Alur dibagi arc dungeon, turnamen kerajaan, dan misi sampingan yang penuh fanservice ringan. Aksi seru tapi tak dominan—lebih sering jadi backdrop untuk momen lucu saat Akira gagal confess. Twist datang dari curse yang ternyata punya alasan lebih dalam, dan rahasia Rina yang tsundere karena trauma masa kecil. Pacing cepat dengan chapter pendek, cocok buat baca santai tanpa drama berat.
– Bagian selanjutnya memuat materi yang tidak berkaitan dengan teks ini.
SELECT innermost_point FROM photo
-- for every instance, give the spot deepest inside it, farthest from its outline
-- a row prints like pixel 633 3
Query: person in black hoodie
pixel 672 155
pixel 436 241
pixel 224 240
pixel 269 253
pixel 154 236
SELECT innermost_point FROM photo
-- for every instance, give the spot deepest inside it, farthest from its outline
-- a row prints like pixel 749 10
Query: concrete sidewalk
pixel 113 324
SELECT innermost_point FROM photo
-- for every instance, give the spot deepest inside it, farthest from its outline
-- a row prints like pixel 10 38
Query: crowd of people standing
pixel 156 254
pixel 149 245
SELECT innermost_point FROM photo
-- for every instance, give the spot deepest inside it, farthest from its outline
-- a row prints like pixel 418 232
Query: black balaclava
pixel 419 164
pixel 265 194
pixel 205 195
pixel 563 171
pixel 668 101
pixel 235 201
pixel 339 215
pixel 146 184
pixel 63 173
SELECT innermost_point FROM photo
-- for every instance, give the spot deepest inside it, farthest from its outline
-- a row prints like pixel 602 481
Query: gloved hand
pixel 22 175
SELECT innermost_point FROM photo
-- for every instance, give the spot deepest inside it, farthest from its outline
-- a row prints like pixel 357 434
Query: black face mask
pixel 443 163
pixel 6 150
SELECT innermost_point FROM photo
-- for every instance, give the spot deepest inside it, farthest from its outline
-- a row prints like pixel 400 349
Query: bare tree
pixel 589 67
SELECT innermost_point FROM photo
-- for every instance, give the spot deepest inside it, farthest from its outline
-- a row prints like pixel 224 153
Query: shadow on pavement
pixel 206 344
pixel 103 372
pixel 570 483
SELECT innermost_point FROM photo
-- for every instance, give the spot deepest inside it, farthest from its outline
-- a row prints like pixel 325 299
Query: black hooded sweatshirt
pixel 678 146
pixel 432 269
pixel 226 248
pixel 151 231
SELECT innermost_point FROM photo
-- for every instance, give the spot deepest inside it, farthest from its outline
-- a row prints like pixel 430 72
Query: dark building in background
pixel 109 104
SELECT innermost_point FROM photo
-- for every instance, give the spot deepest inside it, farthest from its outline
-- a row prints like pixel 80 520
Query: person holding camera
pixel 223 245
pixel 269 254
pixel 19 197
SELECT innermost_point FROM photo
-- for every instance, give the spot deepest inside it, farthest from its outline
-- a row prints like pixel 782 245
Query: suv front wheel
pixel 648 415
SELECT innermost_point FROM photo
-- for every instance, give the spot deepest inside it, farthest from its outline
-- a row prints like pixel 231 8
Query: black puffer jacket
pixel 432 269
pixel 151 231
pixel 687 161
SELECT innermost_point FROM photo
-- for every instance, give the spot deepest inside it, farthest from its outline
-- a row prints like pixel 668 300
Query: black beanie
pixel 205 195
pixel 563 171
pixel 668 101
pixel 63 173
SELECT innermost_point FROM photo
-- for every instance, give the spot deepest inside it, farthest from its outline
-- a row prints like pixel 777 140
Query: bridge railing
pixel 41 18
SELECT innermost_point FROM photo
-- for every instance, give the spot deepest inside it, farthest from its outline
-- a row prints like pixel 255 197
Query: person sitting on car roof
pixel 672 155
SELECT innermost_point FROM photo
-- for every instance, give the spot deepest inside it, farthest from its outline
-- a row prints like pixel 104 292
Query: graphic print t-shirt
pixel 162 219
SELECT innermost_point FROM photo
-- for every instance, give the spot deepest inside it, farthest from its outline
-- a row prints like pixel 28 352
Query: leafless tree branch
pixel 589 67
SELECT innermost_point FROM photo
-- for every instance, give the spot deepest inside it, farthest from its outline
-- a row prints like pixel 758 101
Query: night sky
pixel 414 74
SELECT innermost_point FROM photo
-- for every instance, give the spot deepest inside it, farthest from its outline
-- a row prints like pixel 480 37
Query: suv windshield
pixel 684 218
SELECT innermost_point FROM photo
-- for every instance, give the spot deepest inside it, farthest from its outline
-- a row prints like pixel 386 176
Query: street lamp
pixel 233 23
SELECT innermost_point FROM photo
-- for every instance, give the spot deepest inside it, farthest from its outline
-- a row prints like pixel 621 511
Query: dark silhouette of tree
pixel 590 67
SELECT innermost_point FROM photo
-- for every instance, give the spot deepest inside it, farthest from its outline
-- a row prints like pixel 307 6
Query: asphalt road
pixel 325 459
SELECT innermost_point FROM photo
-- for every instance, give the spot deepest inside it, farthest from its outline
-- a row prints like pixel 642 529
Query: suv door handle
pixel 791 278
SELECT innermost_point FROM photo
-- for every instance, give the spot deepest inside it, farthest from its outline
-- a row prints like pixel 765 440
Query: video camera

Karakter dan Chemistry Romcom: Review Komik Chanto Suki tte Ieru Ko Musou
Akira jadi MC relatable: kuat di luar, lemah di hati—ia pintar strategi perang, tapi bodoh soal cinta, bikin momen gagal confess jadi highlight komedi. Rina, heroine utama, tsundere klasik tapi tak berlebih: keras di luar, lembut di dalam, dengan backstory yang bikin pembaca simpati. Party member seperti healer loli, archer cool, dan tank berotot beri dinamika lucu—semua tahu Akira suka Rina kecuali dirinya sendiri.
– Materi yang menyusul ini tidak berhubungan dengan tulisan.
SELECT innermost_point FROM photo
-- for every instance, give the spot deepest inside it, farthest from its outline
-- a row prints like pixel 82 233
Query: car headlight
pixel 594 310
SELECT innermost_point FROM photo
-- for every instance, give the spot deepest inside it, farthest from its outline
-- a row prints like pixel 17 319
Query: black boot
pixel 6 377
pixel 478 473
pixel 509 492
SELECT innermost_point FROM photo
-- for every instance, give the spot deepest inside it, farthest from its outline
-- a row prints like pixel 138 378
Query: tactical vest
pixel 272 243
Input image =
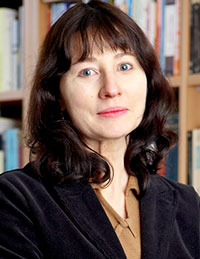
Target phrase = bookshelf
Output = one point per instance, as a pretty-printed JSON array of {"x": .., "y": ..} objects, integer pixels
[{"x": 187, "y": 85}]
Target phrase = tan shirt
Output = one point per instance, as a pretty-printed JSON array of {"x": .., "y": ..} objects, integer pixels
[{"x": 127, "y": 230}]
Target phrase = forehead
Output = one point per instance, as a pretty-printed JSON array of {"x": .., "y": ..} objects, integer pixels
[{"x": 84, "y": 46}]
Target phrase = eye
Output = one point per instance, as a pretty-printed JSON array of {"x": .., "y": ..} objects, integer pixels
[
  {"x": 125, "y": 67},
  {"x": 87, "y": 72}
]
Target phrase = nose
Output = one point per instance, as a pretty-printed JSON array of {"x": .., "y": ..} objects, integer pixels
[{"x": 110, "y": 87}]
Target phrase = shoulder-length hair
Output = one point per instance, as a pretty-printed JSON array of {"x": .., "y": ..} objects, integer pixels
[{"x": 60, "y": 153}]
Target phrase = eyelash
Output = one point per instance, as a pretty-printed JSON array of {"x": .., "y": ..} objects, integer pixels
[
  {"x": 127, "y": 64},
  {"x": 84, "y": 70},
  {"x": 92, "y": 72}
]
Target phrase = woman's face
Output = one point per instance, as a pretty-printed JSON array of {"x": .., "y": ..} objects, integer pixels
[{"x": 105, "y": 94}]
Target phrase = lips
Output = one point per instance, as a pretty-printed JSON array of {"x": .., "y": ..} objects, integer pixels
[{"x": 113, "y": 112}]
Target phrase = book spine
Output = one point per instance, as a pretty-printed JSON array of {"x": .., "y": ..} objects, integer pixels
[
  {"x": 195, "y": 159},
  {"x": 194, "y": 38},
  {"x": 170, "y": 30},
  {"x": 1, "y": 155},
  {"x": 178, "y": 13},
  {"x": 11, "y": 149}
]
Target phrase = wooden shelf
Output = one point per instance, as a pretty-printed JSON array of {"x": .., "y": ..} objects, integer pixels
[
  {"x": 194, "y": 80},
  {"x": 175, "y": 81},
  {"x": 11, "y": 96}
]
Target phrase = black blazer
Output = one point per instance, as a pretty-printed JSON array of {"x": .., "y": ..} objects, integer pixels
[{"x": 67, "y": 221}]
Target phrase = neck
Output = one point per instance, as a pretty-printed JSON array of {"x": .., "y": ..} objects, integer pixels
[{"x": 114, "y": 152}]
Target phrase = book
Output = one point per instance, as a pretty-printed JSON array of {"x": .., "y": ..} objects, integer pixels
[
  {"x": 177, "y": 62},
  {"x": 57, "y": 9},
  {"x": 7, "y": 16},
  {"x": 170, "y": 33},
  {"x": 171, "y": 160},
  {"x": 12, "y": 143},
  {"x": 194, "y": 159},
  {"x": 7, "y": 123},
  {"x": 1, "y": 155},
  {"x": 195, "y": 37}
]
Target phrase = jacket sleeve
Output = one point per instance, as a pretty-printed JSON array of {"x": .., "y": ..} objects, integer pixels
[{"x": 17, "y": 235}]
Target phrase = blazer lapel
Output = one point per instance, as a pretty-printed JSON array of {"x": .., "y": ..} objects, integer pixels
[
  {"x": 81, "y": 203},
  {"x": 158, "y": 211}
]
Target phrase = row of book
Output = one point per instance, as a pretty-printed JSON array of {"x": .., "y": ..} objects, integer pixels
[
  {"x": 11, "y": 48},
  {"x": 169, "y": 166},
  {"x": 195, "y": 37},
  {"x": 160, "y": 20},
  {"x": 10, "y": 144}
]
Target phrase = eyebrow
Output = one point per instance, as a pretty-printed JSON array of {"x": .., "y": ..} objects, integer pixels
[{"x": 92, "y": 59}]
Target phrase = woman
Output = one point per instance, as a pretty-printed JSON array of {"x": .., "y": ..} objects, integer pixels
[{"x": 97, "y": 135}]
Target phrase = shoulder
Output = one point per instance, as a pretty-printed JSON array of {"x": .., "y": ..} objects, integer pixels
[
  {"x": 23, "y": 176},
  {"x": 186, "y": 195},
  {"x": 20, "y": 184}
]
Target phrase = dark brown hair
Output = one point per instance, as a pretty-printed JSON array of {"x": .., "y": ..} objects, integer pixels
[{"x": 60, "y": 153}]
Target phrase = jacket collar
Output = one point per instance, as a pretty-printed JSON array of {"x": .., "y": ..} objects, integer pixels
[
  {"x": 158, "y": 212},
  {"x": 157, "y": 209},
  {"x": 81, "y": 202}
]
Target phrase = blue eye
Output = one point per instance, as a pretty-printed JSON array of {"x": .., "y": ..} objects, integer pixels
[
  {"x": 87, "y": 72},
  {"x": 124, "y": 67}
]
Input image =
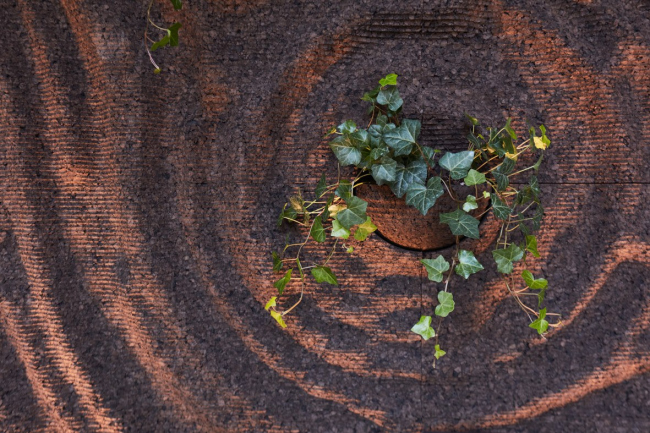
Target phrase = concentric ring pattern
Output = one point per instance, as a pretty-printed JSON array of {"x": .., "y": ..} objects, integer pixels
[{"x": 138, "y": 215}]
Chemistry Akira-Rina manis banget: dari saling bantu di battle jadi momen awkward saat hampir confess. Side couple ringan ada, tapi fokus utama romcom utama yang slow burn tanpa bikin kesal. Karakter villain raja iblis dan bawahannya punya motif jelas, bikin konflik tak sekadar hitam-putih. Dialog penuh humor slapstick dan meta trope isekai, tambah daya tarik.
Gaya Visual dan Eksekusi
Ilustrasi di Chanto Suki tte Ieru Ko Musou termasuk cute dan colorful: desain karakter chibi saat komedi, detail saat action, dan ekspresi wajah heroine yang menggemaskan. Fight scene dinamis dengan efek skill berwarna-warni, tapi tak over—lebih sering panel lucu saat Akira panic gagal bilang suka. Background fantasy kerajaan digambar rapi, dengan fanservice ringan yang pas tanpa vulgar.
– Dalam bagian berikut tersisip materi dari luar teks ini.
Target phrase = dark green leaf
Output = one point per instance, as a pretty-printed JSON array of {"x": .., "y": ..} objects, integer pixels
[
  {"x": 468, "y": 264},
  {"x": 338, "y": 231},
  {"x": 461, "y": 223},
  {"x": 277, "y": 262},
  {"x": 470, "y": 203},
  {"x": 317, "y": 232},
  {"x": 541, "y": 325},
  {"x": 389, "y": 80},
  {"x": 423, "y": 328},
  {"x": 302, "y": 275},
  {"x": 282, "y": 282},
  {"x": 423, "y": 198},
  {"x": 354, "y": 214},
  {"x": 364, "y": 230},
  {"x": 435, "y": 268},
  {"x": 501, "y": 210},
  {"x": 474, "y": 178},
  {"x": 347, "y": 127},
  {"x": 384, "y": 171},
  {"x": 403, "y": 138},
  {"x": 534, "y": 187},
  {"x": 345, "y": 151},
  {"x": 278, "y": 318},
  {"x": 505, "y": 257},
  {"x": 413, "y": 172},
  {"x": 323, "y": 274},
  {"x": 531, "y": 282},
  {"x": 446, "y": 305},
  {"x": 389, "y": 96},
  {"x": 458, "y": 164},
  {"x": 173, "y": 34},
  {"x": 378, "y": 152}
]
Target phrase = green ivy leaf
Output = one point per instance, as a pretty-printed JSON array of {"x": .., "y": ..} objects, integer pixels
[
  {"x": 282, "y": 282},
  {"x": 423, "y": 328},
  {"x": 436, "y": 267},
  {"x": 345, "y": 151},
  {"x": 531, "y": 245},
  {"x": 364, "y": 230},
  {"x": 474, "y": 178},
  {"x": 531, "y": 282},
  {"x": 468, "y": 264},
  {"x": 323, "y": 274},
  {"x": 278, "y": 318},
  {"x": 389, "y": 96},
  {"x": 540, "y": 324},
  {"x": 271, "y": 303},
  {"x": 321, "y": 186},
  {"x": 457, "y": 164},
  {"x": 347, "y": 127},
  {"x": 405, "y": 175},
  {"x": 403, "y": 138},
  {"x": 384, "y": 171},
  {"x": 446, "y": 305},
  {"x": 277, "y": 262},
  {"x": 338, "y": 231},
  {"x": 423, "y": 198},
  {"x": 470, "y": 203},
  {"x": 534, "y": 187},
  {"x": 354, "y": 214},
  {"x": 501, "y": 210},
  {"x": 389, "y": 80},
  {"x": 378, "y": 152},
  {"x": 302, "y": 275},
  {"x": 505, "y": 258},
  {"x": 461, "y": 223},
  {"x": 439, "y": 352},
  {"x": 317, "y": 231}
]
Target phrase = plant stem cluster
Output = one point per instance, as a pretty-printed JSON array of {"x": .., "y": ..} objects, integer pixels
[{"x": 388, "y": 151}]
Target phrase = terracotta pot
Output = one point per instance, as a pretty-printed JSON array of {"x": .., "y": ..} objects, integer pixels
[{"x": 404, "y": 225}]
Paneling webtoon vertikal cocok untuk momen romcom: close-up blush Rina atau sweatdrop Akira bikin emosi terasa. Pada akhir 2025, art tetap konsisten tinggi, dukung cerita yang semakin dalam dengan arc curse dan backstory raja iblis.
Kesimpulan
Chanto Suki tte Ieru Ko Musou adalah romcom isekai ringan yang sukses campur action fantasy dengan trope dense MC yang dieksekusi lucu dan manis. Premis curse “tak bisa bilang suka” bikin cerita segar di tengah banjir isekai overpower, dengan chemistry Akira-Rina yang bikin pembaca senyum-senyum sendiri. Meski action tak seberat murim murni, komedi dan slow burn romance jadi kekuatan utama yang bikin ketagihan. Cocok buat yang suka webtoon santai dengan harem ringan, humor trope, dan ending chapter cliffhanger romantis. Pada akhir 2025, komik ini masih ongoing dan terus naik popularitas—rekomendasi kuat untuk pencinta romcom fantasy yang ingin cerita feel-good tapi tak klise berat. Komik yang bukti trope lama masih bisa fun kalau ditangani dengan hati dan timing komedi pas.